We don’t see the McLaren Senna nearly enough in real life. By that, we mean in our actual lives but also in videos like this where the car is doing what it was built to do. Johnny Bohmer Proving Grounds has a new clip showing the Senna tackling the Space Shuttle runway in Florida, and if it seems familiar, it’s because we featured the same car at the same place last year. In fact, this run was done at the same time, but whereas the earlier clip showed a top-speed pass on the 2.3-mile version of the runway, this is a single-mile sprint.

The Senna makes short work of the mile, too. Often times we see cars launch relatively easy, with full throttle coming closer to 100 mph. The Senna clearly has launch control active, and the telemetry shows the car pulls 1.1g on launch. That’s not bad at all considering the Senna is on street tires, and the runway doesn’t have a sticky prepped surface as you’ll find at a drag strip.

100 mph is reached in five seconds, and 150 mph follows just five seconds later. Acceleration notably drops after 160 mph though, despite the Senna’s 789-horsepower (588-kilowatt) 4.0-liter twin-turbo V8 and light 2,850-pound weight. We see 188 mph briefly on the speed readout, but the official trap speed at the mile-mark is 187.28 mph.

That’s not slow by any means, but it’s not the quickest sprint we’ve seen at the runway. A modified Nissan GT-R reached 215 mph last August, though admittedly it had 1,100 horsepower. A stock Ford GT also took the one-mile challenge and it reached 182 mph – nearly as fast as the Senna despite having just 647 horsepower. For that matter, we’ve seen a stock McLaren 720S hit 215 mph flat-out on the runway, whereas the Senna only managed 208 in its previous top-speed trip.

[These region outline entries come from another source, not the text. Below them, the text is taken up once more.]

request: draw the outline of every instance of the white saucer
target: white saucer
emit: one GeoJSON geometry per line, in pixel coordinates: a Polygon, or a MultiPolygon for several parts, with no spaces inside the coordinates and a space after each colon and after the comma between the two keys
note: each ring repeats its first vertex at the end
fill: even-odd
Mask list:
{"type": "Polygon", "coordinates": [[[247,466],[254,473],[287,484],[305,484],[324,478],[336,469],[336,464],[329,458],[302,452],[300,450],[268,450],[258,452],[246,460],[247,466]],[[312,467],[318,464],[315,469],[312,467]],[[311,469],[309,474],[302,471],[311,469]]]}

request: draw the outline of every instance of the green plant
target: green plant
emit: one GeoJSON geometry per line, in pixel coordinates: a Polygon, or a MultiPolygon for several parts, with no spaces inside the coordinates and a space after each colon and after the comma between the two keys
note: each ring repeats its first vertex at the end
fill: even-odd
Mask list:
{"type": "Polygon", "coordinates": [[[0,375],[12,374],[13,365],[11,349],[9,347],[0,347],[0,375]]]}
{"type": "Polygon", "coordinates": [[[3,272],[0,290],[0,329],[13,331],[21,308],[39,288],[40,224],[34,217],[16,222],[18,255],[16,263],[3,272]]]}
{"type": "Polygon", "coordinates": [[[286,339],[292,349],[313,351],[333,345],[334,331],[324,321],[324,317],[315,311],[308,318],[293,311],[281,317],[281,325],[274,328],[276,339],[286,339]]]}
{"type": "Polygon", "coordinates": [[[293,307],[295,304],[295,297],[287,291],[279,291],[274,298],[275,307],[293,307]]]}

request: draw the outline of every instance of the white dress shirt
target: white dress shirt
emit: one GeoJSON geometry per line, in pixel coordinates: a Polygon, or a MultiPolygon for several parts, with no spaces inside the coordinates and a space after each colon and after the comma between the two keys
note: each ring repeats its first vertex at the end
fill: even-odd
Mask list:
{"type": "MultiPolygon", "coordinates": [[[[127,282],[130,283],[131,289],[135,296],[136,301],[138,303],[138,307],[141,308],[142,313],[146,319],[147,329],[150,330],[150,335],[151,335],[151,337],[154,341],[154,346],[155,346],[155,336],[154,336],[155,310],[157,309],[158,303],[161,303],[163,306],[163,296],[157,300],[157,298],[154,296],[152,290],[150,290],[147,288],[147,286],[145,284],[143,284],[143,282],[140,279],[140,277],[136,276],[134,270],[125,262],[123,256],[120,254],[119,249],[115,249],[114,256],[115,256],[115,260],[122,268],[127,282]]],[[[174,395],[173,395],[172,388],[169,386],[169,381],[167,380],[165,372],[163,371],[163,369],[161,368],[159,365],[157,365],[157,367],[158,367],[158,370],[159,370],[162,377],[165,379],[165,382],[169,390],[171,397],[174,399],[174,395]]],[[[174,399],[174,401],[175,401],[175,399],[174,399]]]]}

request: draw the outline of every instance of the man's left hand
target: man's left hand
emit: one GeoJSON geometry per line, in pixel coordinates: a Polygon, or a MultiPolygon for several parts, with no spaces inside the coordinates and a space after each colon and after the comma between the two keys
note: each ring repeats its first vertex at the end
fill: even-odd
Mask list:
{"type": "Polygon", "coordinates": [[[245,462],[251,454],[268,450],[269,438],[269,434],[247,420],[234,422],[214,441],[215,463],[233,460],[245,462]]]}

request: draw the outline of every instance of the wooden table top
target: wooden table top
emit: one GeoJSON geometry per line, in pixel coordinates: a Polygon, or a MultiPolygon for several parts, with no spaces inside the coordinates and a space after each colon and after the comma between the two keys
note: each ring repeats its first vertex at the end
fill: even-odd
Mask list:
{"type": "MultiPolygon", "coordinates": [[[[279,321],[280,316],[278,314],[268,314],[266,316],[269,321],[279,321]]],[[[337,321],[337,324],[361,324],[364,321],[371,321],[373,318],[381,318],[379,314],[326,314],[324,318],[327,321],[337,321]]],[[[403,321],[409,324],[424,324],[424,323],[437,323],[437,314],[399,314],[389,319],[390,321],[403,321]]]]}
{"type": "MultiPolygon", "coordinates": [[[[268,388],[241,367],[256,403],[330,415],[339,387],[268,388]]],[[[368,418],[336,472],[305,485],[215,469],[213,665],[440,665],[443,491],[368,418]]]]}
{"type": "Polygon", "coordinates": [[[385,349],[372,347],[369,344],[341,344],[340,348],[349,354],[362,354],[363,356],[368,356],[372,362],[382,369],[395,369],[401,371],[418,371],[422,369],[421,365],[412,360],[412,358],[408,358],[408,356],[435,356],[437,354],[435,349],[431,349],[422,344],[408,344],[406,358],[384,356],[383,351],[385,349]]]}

Of course, there’s absolutely nothing wrong with the Senna. The massive wing and aero package that makes this machine a corner-carving diety exact a toll on straight-line speed, but again, 187 mph in a single mile isn’t slow. Perhaps the best part of this clip, however, is the jet-like whine the Senna makes as it blasts down the runway. It’s a very fitting sound for such a location.